Sheffield Teaching Hospitals has dropped a £ 400m bid to obtain an electronic patient record for “low confidence” in the outcome.
Confidence issued the tender in August 2020, but last month stopped hiring due to concern that it would not “produce a competitive outcome”.
Kirsten Major, chief executive of the trust, told Digital Health News: “Buying a new EPR is one of the most important decisions our organization will make in the next decade and the choice we make will have an impact on the way we offer attention not only now. but towards the future.
“While we want the maximum benefits in terms of ease of use, adaptability and support for clinical decisions, we must also balance our aspirations with what is affordable in light of other necessary patient care commitments. in the future.

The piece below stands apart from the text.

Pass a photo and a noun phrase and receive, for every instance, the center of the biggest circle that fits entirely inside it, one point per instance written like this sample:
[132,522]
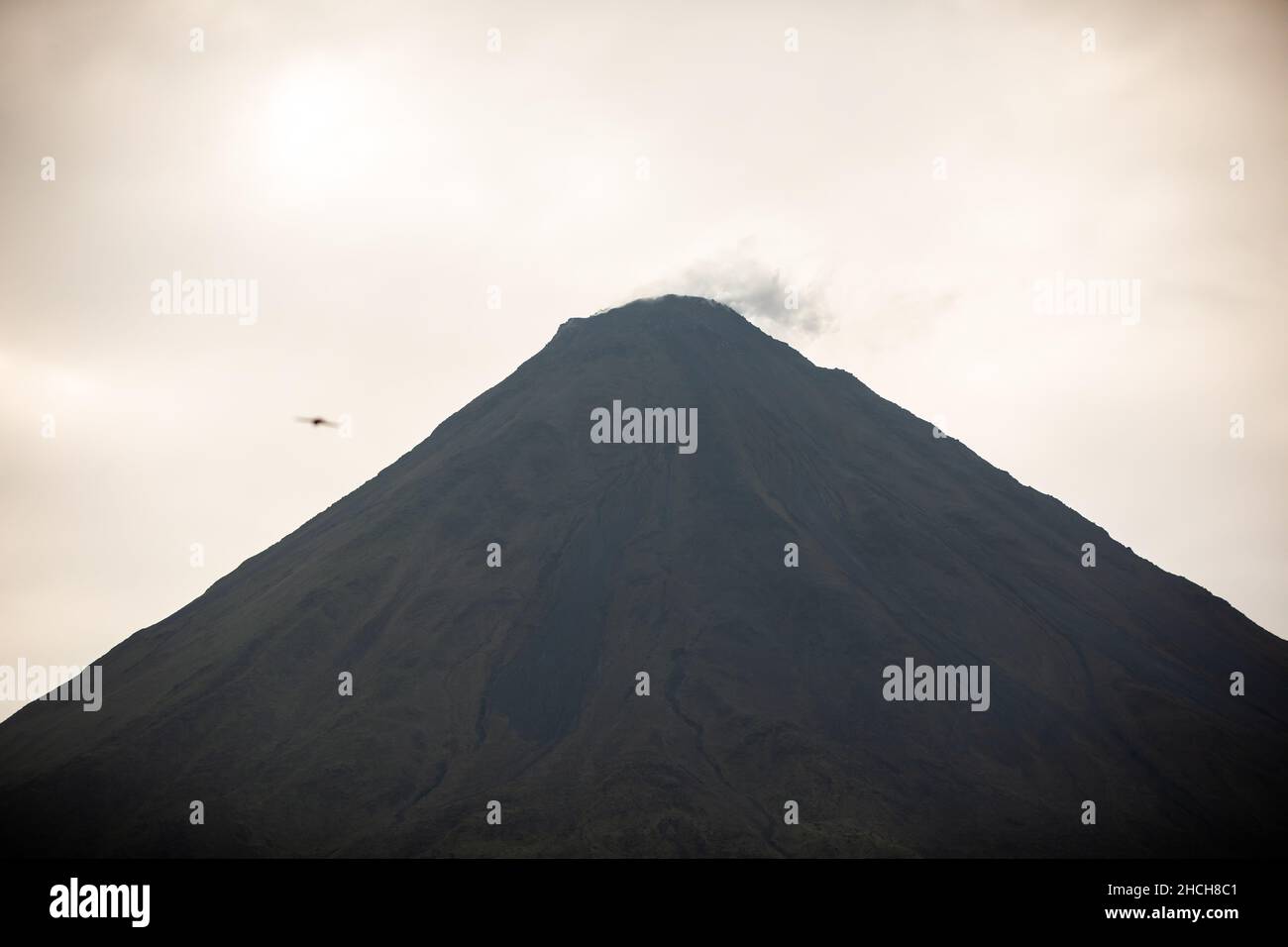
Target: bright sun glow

“After reviewing all the information available from the hiring process so far, we have made the decision to stop the process. We will now take a short period of time to decide what the next steps will be and take the opportunity to reflect on our Covid world and how we have been working for the last 15 months. “
The trust issued a tender to replace its current electronic patient record (EPR) with DXC Lorenzo. According to the tender announcement, three providers were asked to submit bids with a “wide range of clinical and administrative functions”.
Digital Health Intelligence data shows the confidence that DXC Lorenzo currently uses for its EPR. The system was installed in 2015 for a period of ten years until December 2025.
The successful bidder would have been expected to “supply, implement and maintain” the EPR for a period of ten years, with the possibility of extending it at the end of the contract.
It closed in October 2020 and a successful provider is expected to be announced in December 2020.
But one update to the tender, published in April 2021, revealed that the trust “decided not to continue with this recruitment exercise due to the lack of confidence that will offer a competitive result.”
Major told Digital Health News that the work done under the tender had proved “invaluable” for the future management of the trust.
“The learning and work done so far is not wasted and has proven invaluable in terms of clarity about what we need in the future to deliver the quality of care and experience of the patient and staff we want. provide, “he added.
“This work will also inform a lot of the next steps we take on our path to digital development, but we remain very committed to implementing an EPR as a key part of our healthcare delivery infrastructure.”
Meanwhile, the trust will continue to use DXC Lorenzo’s EPR.
Acquisition by Dedalus
DXC Technology recently completed the Selling Your Healthcare Provider Software Business in the Dedalus group. The deal was originally announced in July 2020 and DXC said it expects to receive about £ 350 million ($ 450 million) from the deal.
In a interview with Digital Health News Dedalus Regional Director General for the UK and Ireland, Colin Henderson and Will Smart, former NHS National CIO and now Dedalus Global External Relations Director, spoke about the company’s future, including the need for a better data integration and movement.
DXC Technology’s Lorenzo EPR system was the local service provider for the North, Midlands and East of England under the National IT Program (NPfIT).
Sheffield Teaching Hospitals selected the EPR towards the end of the NPfIT, which was later associated with almost Costs £ 12 million in insufficient performance to trust, according to the 2016 board papers.
Other issues were raised in the trust’s April 2017 board documents, which revealed that Lorenzo’s PAS had a fault that resulted in patient letters were generated but could not be printed.